What is the best way to motivate children? That is the big question. The desire to learn about the world around us begins in childhood. This desire can be encouraged or suppressed depending on how children are guided.
As we know, students who are motivated learn faster and more effectively than those who are not, it is important to work on reinforcing children’s curiosity instead of stopping it.
This can be a challenge, even if the teacher promotes an ideal classroom environment because many of the factors that influence motivation are affected by the attitude, tastes, feelings, personality and even health of each student. This is why working on self-motivation is also crucial for children to acquire a genuine taste for learning.
Incentives for motivation
School success has a great relationship with the motivation to learn. Motivated children usually show greater commitment, and are more persistent, and their learning is more meaningful than those who are not motivated.
Every child has the innate motivation to learn, but it can also be nurtured by different types of incentives:
They are those who rely on the very value of learning something new. Knowledge that is meaningful to students, that relates to other subjects, or that can be applied outside of school practically, can foster a desire to learn in students. And not only during their school years, but for the rest of their lives.
Intrinsic motivation can include:
Pride in doing things well: Children can find satisfaction in a task well done and feel pride in being competent, which in itself could motivate them to try harder in the future.
The desire for achievement: It manifests itself when children say phrases like “look what I did” or “I did it myself.”
Personal ambition: Some students have a clearer idea about what they want to achieve in life and see learning as a tool to build the future they have dreamed of.
Competition with oneself: Some individuals find motivation by setting their own goals. By doing so, they challenge themselves.
The feeling of being in control: As students acquire skills and knowledge, they learn that they can influence their environment and this gives them a feeling of control.
The desire to participate and belong: Working as part of a group can give certain students a sense of belonging and motivate them to work competently.
Ethics and values: One student may see education as a critical element for success in life and another may not see it as so important. The ethics and values of students will affect the motivation they feel to learn.
These incentives include prizes (such as the famous little stars), recognition (such as diplomas) and distinctions (such as being part of the school escort). Other external incentives may be prestige or social recognition, meeting family expectations or access to better schools and jobs in the future.
If a student is very clear about what reward she will receive for learning something (a stamp in the notebook or one more point), she will feel more motivated to learn than if she does not.
It is important to mention that if we rely too much on extrinsic incentives, we run the risk of motivation dropping or disappearing when there are no rewards. Some studies indicate that relying solely on extrinsic incentives can even permanently damage or destroy motivation to learn.

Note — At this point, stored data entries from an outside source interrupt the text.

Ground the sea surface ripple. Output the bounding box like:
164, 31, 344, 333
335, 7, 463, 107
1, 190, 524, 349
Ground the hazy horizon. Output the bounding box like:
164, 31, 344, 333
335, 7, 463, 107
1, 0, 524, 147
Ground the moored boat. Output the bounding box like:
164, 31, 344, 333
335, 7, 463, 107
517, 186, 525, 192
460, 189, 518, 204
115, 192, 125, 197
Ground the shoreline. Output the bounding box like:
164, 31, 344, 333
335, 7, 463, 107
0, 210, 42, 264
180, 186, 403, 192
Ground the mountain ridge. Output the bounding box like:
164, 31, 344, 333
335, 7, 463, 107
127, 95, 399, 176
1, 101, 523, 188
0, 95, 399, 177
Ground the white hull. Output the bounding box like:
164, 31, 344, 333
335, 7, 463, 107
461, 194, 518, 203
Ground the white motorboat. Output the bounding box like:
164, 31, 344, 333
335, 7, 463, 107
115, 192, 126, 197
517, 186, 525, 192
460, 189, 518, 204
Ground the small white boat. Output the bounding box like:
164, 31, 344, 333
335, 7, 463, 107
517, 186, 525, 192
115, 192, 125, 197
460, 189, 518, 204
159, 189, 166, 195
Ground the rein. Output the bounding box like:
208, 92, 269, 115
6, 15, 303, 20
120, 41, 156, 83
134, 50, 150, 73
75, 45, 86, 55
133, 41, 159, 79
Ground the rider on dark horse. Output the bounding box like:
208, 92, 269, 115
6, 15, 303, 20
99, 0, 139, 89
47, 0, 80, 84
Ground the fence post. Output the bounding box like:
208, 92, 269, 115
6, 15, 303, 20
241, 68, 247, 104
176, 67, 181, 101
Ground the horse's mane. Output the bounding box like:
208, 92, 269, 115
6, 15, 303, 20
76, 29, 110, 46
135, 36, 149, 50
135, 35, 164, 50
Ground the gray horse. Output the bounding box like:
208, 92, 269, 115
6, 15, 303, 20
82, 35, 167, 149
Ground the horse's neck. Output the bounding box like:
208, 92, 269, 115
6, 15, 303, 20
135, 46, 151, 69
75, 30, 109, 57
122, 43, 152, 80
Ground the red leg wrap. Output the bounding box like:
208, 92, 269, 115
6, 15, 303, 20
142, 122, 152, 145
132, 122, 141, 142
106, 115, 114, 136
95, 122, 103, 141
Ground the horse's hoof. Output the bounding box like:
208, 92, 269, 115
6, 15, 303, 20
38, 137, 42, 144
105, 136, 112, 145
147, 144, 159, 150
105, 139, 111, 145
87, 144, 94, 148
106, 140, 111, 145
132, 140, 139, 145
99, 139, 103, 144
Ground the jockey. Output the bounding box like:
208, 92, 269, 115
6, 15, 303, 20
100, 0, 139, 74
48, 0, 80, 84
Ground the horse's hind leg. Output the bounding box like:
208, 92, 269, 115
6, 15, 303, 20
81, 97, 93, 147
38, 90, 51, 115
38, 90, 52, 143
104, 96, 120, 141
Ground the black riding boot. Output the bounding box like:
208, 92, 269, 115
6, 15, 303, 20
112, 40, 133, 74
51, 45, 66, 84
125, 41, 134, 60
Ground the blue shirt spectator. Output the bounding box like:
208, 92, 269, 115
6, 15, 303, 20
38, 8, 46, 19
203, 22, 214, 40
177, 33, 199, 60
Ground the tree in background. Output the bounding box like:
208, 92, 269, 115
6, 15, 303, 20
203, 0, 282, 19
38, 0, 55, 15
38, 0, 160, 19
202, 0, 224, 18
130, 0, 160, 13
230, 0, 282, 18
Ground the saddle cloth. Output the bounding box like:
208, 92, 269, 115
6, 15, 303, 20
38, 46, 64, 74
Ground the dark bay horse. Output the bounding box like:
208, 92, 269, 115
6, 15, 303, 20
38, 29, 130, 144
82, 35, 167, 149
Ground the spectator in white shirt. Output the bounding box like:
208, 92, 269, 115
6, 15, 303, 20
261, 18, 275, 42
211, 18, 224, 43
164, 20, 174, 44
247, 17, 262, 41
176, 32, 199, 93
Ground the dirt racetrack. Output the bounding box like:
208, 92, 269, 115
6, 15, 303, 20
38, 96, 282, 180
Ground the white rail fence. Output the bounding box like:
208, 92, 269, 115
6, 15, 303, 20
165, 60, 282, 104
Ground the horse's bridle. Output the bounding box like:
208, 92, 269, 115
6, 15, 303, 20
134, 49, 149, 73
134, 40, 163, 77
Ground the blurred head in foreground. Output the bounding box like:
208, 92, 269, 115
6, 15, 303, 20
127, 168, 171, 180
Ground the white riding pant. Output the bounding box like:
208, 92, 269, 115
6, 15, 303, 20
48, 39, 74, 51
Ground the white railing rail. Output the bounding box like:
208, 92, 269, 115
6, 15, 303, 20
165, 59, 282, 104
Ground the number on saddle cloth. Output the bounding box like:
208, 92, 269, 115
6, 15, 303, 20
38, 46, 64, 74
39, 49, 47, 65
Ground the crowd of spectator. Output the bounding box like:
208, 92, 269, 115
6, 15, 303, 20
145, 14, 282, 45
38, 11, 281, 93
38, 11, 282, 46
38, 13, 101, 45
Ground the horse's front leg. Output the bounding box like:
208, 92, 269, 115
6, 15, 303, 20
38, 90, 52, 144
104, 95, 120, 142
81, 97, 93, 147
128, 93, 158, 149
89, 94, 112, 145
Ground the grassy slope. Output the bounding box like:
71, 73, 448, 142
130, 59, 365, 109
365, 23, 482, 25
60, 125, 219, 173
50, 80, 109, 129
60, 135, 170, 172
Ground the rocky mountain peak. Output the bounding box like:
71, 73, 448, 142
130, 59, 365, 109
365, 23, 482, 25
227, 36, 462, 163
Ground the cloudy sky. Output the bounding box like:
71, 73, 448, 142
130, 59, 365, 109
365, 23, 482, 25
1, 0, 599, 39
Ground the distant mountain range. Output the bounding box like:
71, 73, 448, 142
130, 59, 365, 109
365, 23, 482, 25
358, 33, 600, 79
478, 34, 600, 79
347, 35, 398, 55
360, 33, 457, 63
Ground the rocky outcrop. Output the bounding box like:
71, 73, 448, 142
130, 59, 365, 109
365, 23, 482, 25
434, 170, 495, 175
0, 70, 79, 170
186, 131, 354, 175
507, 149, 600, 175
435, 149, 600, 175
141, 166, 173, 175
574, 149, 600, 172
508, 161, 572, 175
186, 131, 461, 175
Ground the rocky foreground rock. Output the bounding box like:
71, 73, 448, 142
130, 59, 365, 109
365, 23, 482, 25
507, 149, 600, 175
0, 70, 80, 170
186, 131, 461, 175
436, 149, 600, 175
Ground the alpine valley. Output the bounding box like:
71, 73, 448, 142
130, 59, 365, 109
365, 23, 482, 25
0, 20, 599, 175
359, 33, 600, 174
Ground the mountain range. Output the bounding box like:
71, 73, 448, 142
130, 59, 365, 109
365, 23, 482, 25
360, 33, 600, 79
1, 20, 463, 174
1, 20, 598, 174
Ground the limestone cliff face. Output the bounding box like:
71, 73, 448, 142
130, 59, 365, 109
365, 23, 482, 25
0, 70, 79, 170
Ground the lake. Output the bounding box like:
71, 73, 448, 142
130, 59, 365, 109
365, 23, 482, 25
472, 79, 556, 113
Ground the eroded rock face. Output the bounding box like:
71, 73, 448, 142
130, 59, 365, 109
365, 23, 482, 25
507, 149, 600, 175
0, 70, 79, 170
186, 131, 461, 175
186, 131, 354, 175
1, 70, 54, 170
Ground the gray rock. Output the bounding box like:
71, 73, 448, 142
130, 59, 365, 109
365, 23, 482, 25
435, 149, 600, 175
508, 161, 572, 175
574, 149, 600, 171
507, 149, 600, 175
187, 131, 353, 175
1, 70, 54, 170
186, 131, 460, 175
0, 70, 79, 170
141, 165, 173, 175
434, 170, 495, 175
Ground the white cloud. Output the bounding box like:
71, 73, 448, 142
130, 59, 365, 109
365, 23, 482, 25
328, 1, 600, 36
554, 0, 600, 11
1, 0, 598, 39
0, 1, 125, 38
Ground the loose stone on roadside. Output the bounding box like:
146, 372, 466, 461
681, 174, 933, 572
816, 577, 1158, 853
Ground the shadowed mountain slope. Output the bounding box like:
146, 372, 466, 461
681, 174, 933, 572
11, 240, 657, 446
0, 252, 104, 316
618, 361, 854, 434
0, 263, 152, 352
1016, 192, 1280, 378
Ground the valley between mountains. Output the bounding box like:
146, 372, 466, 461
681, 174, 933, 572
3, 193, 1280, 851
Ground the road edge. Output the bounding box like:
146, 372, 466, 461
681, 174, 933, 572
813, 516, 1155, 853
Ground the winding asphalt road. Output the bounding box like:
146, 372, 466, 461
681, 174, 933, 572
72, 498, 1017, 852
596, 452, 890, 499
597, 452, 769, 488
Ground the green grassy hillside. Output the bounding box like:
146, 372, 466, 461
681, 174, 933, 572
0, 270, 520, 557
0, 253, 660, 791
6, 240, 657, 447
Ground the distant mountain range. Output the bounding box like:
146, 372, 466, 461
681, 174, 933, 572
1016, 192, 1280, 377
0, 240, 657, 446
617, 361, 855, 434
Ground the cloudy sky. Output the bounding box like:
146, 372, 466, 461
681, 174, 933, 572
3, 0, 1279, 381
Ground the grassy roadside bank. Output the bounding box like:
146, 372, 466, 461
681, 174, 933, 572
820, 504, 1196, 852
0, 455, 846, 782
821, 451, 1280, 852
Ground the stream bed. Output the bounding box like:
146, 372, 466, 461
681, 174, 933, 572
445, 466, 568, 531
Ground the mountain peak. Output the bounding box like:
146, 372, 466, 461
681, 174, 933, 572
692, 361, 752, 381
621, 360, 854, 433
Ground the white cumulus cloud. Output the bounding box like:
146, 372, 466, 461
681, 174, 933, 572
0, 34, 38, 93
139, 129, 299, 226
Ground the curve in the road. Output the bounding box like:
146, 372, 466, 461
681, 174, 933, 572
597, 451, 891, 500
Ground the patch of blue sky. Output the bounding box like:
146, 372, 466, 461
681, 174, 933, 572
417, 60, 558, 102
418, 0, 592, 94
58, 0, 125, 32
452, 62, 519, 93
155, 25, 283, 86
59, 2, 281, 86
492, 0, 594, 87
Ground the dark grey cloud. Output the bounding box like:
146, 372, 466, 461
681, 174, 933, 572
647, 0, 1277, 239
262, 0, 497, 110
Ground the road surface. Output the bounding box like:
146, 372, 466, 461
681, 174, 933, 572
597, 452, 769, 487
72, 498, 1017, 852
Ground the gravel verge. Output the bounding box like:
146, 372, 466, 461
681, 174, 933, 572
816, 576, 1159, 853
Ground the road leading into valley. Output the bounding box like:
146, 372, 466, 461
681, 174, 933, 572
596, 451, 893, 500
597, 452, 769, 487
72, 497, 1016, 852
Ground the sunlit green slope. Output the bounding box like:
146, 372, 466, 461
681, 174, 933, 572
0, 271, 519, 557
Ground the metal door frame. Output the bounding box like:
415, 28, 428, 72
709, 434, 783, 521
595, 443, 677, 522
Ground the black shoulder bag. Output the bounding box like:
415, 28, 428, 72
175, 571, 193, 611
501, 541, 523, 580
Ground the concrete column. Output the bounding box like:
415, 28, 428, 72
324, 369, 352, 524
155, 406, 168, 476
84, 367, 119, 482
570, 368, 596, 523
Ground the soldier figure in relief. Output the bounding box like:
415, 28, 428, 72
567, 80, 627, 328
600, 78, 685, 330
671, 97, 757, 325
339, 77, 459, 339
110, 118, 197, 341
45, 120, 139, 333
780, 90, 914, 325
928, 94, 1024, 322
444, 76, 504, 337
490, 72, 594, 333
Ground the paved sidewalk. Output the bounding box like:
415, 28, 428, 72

For this reason, strengthening children’s intrinsic motivations should be the objective of teachers and parents. When a student is motivated by intrinsic factors, the mere act of learning something new becomes the reward. Children enjoy learning and that enjoyment can last throughout their lives.
Strengthen the motivation of your students
Most students were not born learning experts. We know that each child’s personality is an important factor in their motivation at school; There will be some more willing than others.
But many children who find satisfaction in learning at some point become good students. Furthermore, any child who shows even a small interest in learning, with good motivation, could fully experience the joy of learning.
These are some tips given by Blue Bells Public School for students motivation:
1- Make learning fun
We know that not all lessons can be fun, but we can always find a way to give the syllabus a less solemn turn. For example, instead of solving a math problem on the board, do it using cubes or Lego pieces.
2- Create opportunities for success
When a student performs well on a task, he or she is more likely to feel motivated to stay on track. As a teacher, you can help your students achieve a goal by breaking down a large task into smaller, more manageable tasks.
3- Present role models
An efficient way to keep students motivated is to present success stories or role models that inspire them to work hard to achieve their goals. Let’s think of a dad or mom with an interesting profession who is going to talk to your students, an attractive documentary for a day of “cinema in the “classroom” or reaching out to a figure who can stop by and speak to them.
The point is for children to make the connection between the lessons they now learn in school and future success by putting that knowledge into real practice.